En regard du Don Giovanni de fort belle facture que fut le choix du Festival de 2017, nous changeons cette fois de monde mozartien. On est loin de l’univers de Da Ponte, très ancré dans un XVIIIe siècle finissant, à la fois énivré de frivolité effrontément insouciante et secoué d’interrogations métaphysiques mortifères, face aux effondrements en cours des certitudes politiques et spirituelles. Par sa rouerie, le librettiste vénitien savait restituer à merveille ces doubles niveaux de lecture où tout est à la fois simple et complexe, et où une légèreté à dessein provocatrice nous permet, si l’on veut bien s’en donner la peine, d’accéder à la profondeur.
Ici rien de tel. L’univers de La Flûte est d’abord celui des âmes claires ; il est sincère, naïf, presqu’enfantin, didactique comme le bien et le mal ou les leçons de morale des hussards noirs de la République inscrites chaque matin au tableau des écoles communales des années cinquante. La profondeur ou le mystère se trouvent ailleurs, non dans la leçon, la philosophie des Lumières, mais dans la quête de son contenu. C’est à un parcours intérieur auquel nous sommes conviés ; une sorte de remontée de rivière jusqu’à sa source comme le sont toutes les initiations. Ce qui ne veut pas dire que la structure de l’œuvre soit d’une linéarité aveuglante, bien au contraire, et la multiplicité d’interprétations ou d’extrapolations du scénario est là pour en attester, quand il ne fut pas tout simplement déclaré illisible, voire sans queue ni tête, par certains musicologues. Le caractère composite de la partition souligne, parfois pour d’autres raisons, cette incohérence initiale : les mélodies simples, strophiques, dévolues à Papageno ou Monostatos, côtoient les sommets de virtuosité demandés à la Reine de la Nuit, écrits, il est vrai, pour satisfaire les exigences de Josefa Hofer, sœur de Constance et d’Aloysia et belle-sœur du compositeur, manquant de présence en scène mais soprano colorature hors pair dans le registre suraigu, qui tînt le rôle pendant dix ans jusqu’en 1801.

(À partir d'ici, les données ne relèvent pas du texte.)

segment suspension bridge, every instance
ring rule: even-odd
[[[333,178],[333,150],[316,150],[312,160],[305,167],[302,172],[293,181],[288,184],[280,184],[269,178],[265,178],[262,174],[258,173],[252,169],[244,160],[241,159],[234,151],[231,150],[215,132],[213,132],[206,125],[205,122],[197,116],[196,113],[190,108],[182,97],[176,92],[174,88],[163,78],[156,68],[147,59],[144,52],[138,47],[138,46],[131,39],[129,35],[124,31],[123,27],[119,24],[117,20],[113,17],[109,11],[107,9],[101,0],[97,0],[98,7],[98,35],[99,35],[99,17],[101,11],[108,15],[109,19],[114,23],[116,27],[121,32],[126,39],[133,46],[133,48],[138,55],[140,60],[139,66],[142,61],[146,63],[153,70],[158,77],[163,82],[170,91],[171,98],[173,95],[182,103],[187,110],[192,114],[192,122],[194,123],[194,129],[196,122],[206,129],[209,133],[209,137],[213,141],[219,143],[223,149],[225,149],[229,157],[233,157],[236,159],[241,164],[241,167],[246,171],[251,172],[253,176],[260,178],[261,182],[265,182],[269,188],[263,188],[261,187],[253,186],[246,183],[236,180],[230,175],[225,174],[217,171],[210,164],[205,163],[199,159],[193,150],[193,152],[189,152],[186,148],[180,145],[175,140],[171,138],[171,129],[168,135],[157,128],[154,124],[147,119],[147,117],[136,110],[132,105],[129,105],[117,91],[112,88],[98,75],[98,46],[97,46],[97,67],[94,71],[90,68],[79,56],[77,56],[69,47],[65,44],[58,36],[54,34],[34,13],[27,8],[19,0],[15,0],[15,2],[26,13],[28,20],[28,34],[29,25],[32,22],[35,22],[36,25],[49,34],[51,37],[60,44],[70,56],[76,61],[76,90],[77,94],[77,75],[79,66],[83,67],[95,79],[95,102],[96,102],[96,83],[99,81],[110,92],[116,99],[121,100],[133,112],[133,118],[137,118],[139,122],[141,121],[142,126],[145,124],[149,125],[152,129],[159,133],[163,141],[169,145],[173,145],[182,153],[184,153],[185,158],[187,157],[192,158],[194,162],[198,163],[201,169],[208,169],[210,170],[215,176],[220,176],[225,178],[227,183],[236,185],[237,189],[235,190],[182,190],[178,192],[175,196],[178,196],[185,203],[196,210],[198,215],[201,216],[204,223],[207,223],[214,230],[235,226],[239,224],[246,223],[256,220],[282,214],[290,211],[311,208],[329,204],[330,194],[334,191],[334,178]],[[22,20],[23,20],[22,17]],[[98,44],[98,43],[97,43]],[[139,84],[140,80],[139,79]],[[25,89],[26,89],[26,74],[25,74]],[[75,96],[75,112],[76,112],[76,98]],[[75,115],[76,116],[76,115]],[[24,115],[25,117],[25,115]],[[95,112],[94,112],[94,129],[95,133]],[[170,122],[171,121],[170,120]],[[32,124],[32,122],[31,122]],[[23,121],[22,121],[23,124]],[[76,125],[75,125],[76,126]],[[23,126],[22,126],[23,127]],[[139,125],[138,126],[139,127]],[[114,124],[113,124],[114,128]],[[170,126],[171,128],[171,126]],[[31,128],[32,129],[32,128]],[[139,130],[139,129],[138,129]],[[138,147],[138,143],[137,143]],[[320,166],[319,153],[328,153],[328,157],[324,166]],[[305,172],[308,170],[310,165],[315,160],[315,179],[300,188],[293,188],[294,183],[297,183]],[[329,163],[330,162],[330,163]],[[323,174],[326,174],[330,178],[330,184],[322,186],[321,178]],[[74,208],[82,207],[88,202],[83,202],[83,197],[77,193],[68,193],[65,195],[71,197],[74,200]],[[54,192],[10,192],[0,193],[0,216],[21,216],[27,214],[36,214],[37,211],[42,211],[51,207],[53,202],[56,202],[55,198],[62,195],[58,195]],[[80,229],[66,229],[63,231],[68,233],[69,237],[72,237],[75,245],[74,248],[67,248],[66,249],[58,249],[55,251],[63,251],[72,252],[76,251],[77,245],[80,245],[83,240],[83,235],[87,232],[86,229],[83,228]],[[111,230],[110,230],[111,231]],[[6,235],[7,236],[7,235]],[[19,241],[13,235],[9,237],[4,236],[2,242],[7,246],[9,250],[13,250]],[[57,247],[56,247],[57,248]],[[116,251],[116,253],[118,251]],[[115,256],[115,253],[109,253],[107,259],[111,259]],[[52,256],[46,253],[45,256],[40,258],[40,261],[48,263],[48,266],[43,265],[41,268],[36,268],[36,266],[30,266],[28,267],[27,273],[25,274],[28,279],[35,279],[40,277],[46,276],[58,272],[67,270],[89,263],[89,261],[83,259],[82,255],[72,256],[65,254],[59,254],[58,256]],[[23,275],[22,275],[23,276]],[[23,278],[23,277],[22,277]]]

Tout a été dit sur la dimension ésotérique de l’œuvre qui, invoquant Isis et Osiris, fut souvent représentée dans un décor égyptien de fantaisie. L’utilisation répétitive du chiffre trois, symbole de la révélation divine, qui recèle dans l’imaginaire judéo-chrétien comme dans les rites maçonniques une forte signification, fut souvent relevée ; l’ouverture débute sur trois accords puissants en mi bémol majeur, le thème allegro est constitué de trois fois deux notes répétées, Sarastro fait l’éloge des trois qualités de Tamino (vertu, discrétion, charité), on y rencontre trois dames, trois jeunes garçons, trois instruments magiques (flûte de Pan, Glockenspiel, flûte), trois tentatives d’entrée dans le Temple, trois épreuves initiatiques etc.. Notons, de plus, qu’il n’y a que trois personnages centraux puisque Papageno ne rencontrera sa Papagena qu’à l’extrême fin. Il n’en fallut pas plus à certains pour établir que seule une connaissance approfondie d’un symbolisme fermé permet d’appréhender cette histoire à l’apparence chaotique, inaccessible aux non-initiés. Mozart eût probablement été attristé d’une telle exégèse, lui qui conçut l’œuvre pour un public populaire, dans un esprit de partage, d’ouverture et de dépassement des clivages sociétaux de l’époque.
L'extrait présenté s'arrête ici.